Many different kinds of revision specifiers

Version control systems each use their own method to refer to different versions (also known as ‘revisions’) of the repository. The choice of revision specification often reflects underlying data structures, and the choice of data structures often inhibits or enables various features for the system. Additionally, the methods of displaying and using revision specifiers can also affect the ease with which users can learn and use the new system.

Unfortunately, a full comparison is beyond the scope of this post. I will concentrate on simply introducing the basics and giving a flavor for how things are layed out, which itself is a long enough topic. While conclusions could be drawn with just the data and explanations presented here, I am intentionally avoiding doing so and leaving such to possible later posts. (Besides, bloody taxes and the brain-damaged US tax code have stripped me of any time that I would need to write such additional comparisons.)

Warning: My pictoral representations for each system will be crazier and more complex than usual (and even more lopsidedly complex for some systems than others) in order to keep things short while still showing what is possible.

cvs

Method

See cvs revision numbers and cvs branching basics, particularly figure 2.4 near the end of the branching basics section.

CVS has revision identifiers that are per-file, meaning that repositories at any given time are a combination of many different revisions (one for each file). Ignoring an ugly technical detail about the special revisions 1.1.1.1 and 1.1.1, the first version of a file is numbered 1.1. The next change to the file is recorded as 1.2, the next is 1.3, and so forth. If the user wants to create a branch, based on the 1.3 version of a file, then the branched version is 1.3.2.1. Changing and committing the file on the branch results in 1.3.2.2, then 1.3.2.3, etc. A second branch also created off of 1.3 would be numbered 1.3.4 instead of 1.3.2 (with actual commits numbered 1.3.4.x).

Note that branches are named by a revision with one less number (e.g. 1.4.2 is the name of the branch with commits numbered 1.4.2.x). As such, branch names refer to the beginning of the branch. Each file is branched separately, with per-file revision numbers (it is even possible to branch some files without branching others).
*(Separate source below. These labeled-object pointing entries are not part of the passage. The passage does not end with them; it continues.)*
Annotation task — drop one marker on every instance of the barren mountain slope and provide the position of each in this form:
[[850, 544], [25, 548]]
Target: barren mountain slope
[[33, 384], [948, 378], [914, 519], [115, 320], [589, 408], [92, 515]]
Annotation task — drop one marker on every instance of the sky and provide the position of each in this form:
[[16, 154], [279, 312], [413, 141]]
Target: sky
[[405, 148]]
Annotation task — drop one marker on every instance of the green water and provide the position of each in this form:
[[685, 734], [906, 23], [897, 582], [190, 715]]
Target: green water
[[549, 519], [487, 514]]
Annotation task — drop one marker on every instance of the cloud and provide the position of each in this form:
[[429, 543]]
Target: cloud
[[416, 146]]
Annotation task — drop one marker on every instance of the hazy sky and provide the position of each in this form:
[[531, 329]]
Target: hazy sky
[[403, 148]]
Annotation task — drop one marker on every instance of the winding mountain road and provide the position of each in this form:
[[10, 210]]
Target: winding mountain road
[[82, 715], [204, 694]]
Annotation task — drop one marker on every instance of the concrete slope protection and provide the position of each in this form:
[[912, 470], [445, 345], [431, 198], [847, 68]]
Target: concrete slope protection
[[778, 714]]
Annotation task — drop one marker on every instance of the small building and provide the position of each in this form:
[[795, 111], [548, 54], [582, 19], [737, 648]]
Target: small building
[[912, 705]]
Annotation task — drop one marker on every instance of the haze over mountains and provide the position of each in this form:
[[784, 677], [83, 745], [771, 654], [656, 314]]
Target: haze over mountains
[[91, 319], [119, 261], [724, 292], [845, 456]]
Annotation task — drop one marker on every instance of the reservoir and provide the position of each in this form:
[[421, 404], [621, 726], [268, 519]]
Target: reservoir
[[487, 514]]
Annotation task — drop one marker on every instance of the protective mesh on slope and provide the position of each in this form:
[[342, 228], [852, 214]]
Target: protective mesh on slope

Tags are aliases for a specific version number. Since revisions are per-file, a given tag may refer to different revision numbers for different files (e.g. the ‘v1.0’ tag might refer to version 1.27 of foo.c, 1.36 of bar.h, and 1.218 of foobar.py)

Uniqueness of cvs revisions is not an issue since there is only one repository.

Picture

                       (etc)
                         |
             (etc)   1.4.4.3.2.2
               |         |
            1.4.4.5  1.4.4.3.2.1
               |         |
            1.4.4.4  (1.4.4.3.2)
               |     /
               |   /
            1.4.4.3
               |
  1.4.2.2   1.4.4.2
     |         |
  1.4.2.1   1.4.4.1
     |         |
  (1.4.2)   (1.4.4)
      \       /
       \     /
        \   /
         \ /
         1.4
          |
         1.3
          |
         1.2
          |
         1.1

svn

Method

See svn revisions and working with your branch, particularly figure 4.4 (the branching of one file’s history).

svn uses global revision identifiers, with the first revision being marked as 1, the second as 2, the third as 3, etc.

Branches have an unusual implementation in subversion; they are handled by a namespacing convention: a branch is the combination of revisions within the global repository that exist within a certain namespace. Creating a new branch is done by copying an existing set of files from one namespace to another, recorded as a revision itself.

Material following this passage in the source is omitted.